In a right triangle ABC in which angle B = 90', a circle is drawn with AB as diameter intersecting the hypotenuse ACat P. Prove that the tangent to the circle at P visects BC.

Given: ΔABC is right triangle in which ∠ABC = 90°.

A circle is drawn on side AB as diameter intersecting AC in P.

PQ is the tangent to the circle when intersects BC in Q.

Construction: Join BP.

Proof:

PQ and BQ are tangents drawn from an external point Q.

⇒ PQ = BQ ....................(i) [Length of tangents drawn from an external point to the circle are equal]

⇒ ∠PBQ = ∠BPQ [In a triangle, equal sides have equal angles opposite to them]

As , it is given that,

AB is the diameter of the circle.

∴ ∠APB = 90° [Angle in a semi-circle is 90°]

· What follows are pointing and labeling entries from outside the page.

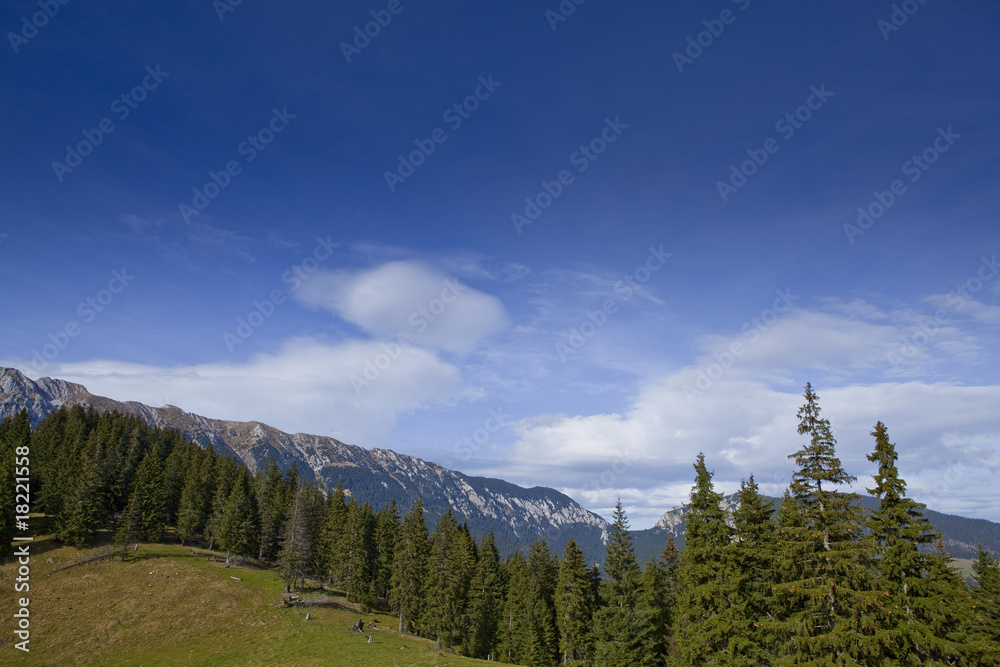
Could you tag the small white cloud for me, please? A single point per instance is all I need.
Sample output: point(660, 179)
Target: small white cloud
point(407, 297)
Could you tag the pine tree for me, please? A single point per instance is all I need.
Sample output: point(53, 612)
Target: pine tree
point(661, 585)
point(148, 498)
point(923, 596)
point(195, 500)
point(449, 573)
point(831, 608)
point(224, 473)
point(623, 625)
point(273, 497)
point(751, 576)
point(518, 636)
point(333, 536)
point(240, 525)
point(986, 609)
point(409, 569)
point(574, 603)
point(15, 432)
point(486, 595)
point(297, 546)
point(543, 571)
point(83, 511)
point(359, 554)
point(699, 628)
point(386, 534)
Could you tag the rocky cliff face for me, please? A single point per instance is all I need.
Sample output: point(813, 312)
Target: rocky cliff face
point(515, 514)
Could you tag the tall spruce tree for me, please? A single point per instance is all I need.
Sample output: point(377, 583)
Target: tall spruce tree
point(333, 536)
point(359, 554)
point(83, 511)
point(543, 570)
point(623, 627)
point(700, 628)
point(386, 534)
point(239, 529)
point(149, 498)
point(831, 608)
point(662, 587)
point(924, 620)
point(449, 573)
point(521, 639)
point(985, 605)
point(751, 577)
point(409, 569)
point(297, 546)
point(486, 594)
point(272, 503)
point(574, 603)
point(15, 442)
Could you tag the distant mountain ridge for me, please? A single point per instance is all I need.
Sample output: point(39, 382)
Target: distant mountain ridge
point(516, 515)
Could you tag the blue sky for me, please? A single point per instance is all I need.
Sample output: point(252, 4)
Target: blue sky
point(694, 258)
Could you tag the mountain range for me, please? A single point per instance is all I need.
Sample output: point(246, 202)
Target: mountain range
point(516, 515)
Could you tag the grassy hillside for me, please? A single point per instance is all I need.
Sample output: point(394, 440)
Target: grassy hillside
point(166, 607)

∠APB + ∠BPC = 180° [Linear pair]

⇒∠BPC = 180° – ∠APB = 180° – 90° = 90°

In ΔBPC,

∠BPC + ∠PBC + ∠PCB = 180° [Angle sum property]

⇒∠PBC + ∠PCB = 180° – ∠BPC = 180° – 90° = 90° ...................(ii)

Now,

∠BPC = 90°

⇒∠BPQ + ∠CPQ = 90° .................(iii)

From (ii) and (iii), we get,

⇒∠PBC + ∠PCB = ∠BPQ + ∠CPQ

⇒ ∠PCQ = ∠CPQ [∠BPQ = ∠PBQ]

In ΔPQC,

∠PCQ = ∠CPQ

∴ PQ = QC ...(iv)

From (i) and (iv), we get,

BQ = QC

Thus, tangent at P bisects the side BC.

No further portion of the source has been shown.